Auch ich rede wenig mit Frauen – kein Ruhmesblatt
Es ist einfach, über Sexisten in der Wissenschaft oder im TV zu schimpfen. Doch ein wenig Selbstreflexion schadet nicht.
In den USA ist eine Diskussion über Sexismus in den Wirtschaftswissenschaften entbrannt. Hintergrund ist eine Analyse der Website Economic Job Market Rumors, eines Onlineforums für Ökonomen. Die Ergebnisse sind erschütternd: Ging es in den Debatten um Frauen, fielen am häufigsten Wörter wie „Lesbe“, „Baby“oder „Titten“, im Zusammenhang mit Männern waren es Wörter wie „Berater“, „Mathematiker“oder „Preisbildung“. Sicher sind Onlineforen, selbst solche für Wirtschaftswissenschafter, nicht mit der wissenschaftlichen Disziplin gleichzusetzen. Hier zeigt sich vielmehr ein generelles Problem von Onlineforen, in denen Menschen geschützt durch Anonymität gern die dunklen Seiten ihres Ichs offen zeigen. Und da unterscheiden sich die Foren der akademischen Wirtschaftswissenschafter offensichtlich nicht von Allerweltsforen.

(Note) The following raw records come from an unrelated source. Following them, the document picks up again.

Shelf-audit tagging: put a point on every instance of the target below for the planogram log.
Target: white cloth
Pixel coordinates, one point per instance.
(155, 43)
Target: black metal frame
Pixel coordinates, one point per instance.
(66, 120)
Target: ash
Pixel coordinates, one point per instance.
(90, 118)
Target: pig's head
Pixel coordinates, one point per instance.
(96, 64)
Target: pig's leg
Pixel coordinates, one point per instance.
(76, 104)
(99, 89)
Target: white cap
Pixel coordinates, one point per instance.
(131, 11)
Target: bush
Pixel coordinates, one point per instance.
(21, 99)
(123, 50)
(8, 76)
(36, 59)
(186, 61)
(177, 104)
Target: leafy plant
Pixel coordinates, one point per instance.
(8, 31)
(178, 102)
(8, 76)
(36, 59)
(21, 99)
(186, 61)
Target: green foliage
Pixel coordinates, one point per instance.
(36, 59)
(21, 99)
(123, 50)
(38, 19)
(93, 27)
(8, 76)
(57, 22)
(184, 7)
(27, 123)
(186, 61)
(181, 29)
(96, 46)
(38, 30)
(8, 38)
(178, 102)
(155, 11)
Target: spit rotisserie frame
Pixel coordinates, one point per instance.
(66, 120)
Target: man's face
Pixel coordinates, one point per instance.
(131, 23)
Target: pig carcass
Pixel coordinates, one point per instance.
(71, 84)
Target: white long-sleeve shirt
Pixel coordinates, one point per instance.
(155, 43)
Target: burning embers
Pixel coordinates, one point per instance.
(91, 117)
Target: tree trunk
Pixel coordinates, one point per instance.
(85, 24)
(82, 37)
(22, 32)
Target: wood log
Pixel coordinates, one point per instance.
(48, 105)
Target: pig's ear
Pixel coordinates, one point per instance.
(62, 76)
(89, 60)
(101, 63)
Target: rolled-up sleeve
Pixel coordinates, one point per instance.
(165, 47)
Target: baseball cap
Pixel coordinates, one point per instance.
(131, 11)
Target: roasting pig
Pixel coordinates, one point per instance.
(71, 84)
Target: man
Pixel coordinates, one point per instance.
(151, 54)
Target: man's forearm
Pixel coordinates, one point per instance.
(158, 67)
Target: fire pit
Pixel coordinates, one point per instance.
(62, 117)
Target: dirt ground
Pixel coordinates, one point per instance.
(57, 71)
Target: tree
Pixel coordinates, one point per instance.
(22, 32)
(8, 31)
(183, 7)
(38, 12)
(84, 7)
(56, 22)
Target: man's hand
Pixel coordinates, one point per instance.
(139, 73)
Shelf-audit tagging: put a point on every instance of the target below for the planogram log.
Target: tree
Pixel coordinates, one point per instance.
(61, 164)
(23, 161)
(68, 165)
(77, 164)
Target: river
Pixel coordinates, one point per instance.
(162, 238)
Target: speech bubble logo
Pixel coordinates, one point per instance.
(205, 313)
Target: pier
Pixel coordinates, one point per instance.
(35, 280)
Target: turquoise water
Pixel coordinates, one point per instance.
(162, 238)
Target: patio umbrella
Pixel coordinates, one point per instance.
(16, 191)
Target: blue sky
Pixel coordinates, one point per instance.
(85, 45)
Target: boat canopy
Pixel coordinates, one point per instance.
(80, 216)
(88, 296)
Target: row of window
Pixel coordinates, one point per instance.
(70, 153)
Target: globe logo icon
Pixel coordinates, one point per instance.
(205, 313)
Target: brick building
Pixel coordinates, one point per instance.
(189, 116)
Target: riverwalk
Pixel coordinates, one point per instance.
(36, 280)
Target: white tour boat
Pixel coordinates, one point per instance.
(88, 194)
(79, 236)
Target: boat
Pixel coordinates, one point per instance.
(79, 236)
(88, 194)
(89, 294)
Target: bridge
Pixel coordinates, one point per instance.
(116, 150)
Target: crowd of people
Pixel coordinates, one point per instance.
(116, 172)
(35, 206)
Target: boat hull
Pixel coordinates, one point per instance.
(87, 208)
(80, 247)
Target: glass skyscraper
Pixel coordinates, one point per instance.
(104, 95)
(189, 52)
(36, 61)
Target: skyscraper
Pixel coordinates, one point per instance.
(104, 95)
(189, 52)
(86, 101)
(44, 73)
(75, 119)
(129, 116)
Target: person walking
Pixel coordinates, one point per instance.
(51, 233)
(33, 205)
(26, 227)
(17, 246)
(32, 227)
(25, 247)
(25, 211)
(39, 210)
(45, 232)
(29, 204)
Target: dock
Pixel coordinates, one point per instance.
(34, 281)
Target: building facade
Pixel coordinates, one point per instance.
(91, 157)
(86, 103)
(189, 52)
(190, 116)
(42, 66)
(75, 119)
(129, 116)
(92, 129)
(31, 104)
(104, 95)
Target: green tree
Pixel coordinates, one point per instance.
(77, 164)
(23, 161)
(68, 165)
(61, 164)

Aber die Ergebnisse dieser US-Onlineerhebung sind dazu angetan, kritisch hinzuschauen und das eigene Tun zu hinterfragen. „Standard“-Kollege Andreas Sator hat dies gemacht und ist, wie er schreibt, zu seiner eigenen Überraschung draufgekommen, dass er hauptsächlich Männer für seine Wirtschaftsgeschichten interviewt. Überrascht muss man nicht sein. Der öffentlich-rechtliche ORF brachte es vor einer Woche in der Sendung „Im Zentrum“zum Thema „Wie geht es der österreichischen Wirtschaft“zustande, in der Runde keine einzige Frau zu haben. Etwas, das im deutschen Fernsehen mittlerweile undenkbar ist.
Bei all dieser Selbstkritik eines Kollegen und der Kritik an anderen fühlt man sich auch als Wirtschaftsjournalistin schnell unwohl bei dem Thema, sobald man das eigene Tun hinterfragt. Wie oft reden wir Journalistinnen mit Männern zu wichtigen Themen? Oft, zu oft, meistens. Nicht, dass es keine Frauen als Alternativen gäbe, aber sie fallen einem in der Hektik des Alltags oft nicht so schnell ein. Dies ist nichts anderes als die Umschreibung dafür, dass Mehrarbeit vermieden wird. Das sind keine bewussten Entscheidungen, aber wenn jene, die in den Wirtschafts-Forschungsinstituten, an den Wirtschaftsuniversitäten und in der Wirtschaft allgemein das Sagen haben, meist Männer sind, ist es nachvollziehbar, wenn sie als Gesprächspartner eher gesucht oder besser gesagt eher gefunden werden. Allein meine Männer-Frauen-Bilanz in der Berichterstattung der vergangenen Tage ist kein Ruhmesblatt für eine Feministin. Unter sechs größeren Wirtschaftsgeschichten fand sich ein Interview mit einer Frau, und in einem weiteren Artikel kam eine Frau vor. Da reißt einen auch eine FrauenKolumne nicht mehr heraus. Ohne die tollen Frauen sichtbar zu machen, wird sich nichts ändern. Für diese Änderung gibt es zumindest Anzeichen: Mercedes-Chef Dieter Zetsche hat sich gerade mit Facebook-Managerin Sheryl Sandberg auf eine Bühne gesetzt, um, wie er meinte, von ihr zu lernen.
Ein Sexismusproblem liegt sicher in einer herabwürdigenden Sprache, aber wichtiger sind Zahlen. Wenn nur zwei Prozent der TopÖkonomen in Österreich Frauen sind, wird ersichtlich, wo der Kern des Problems liegt.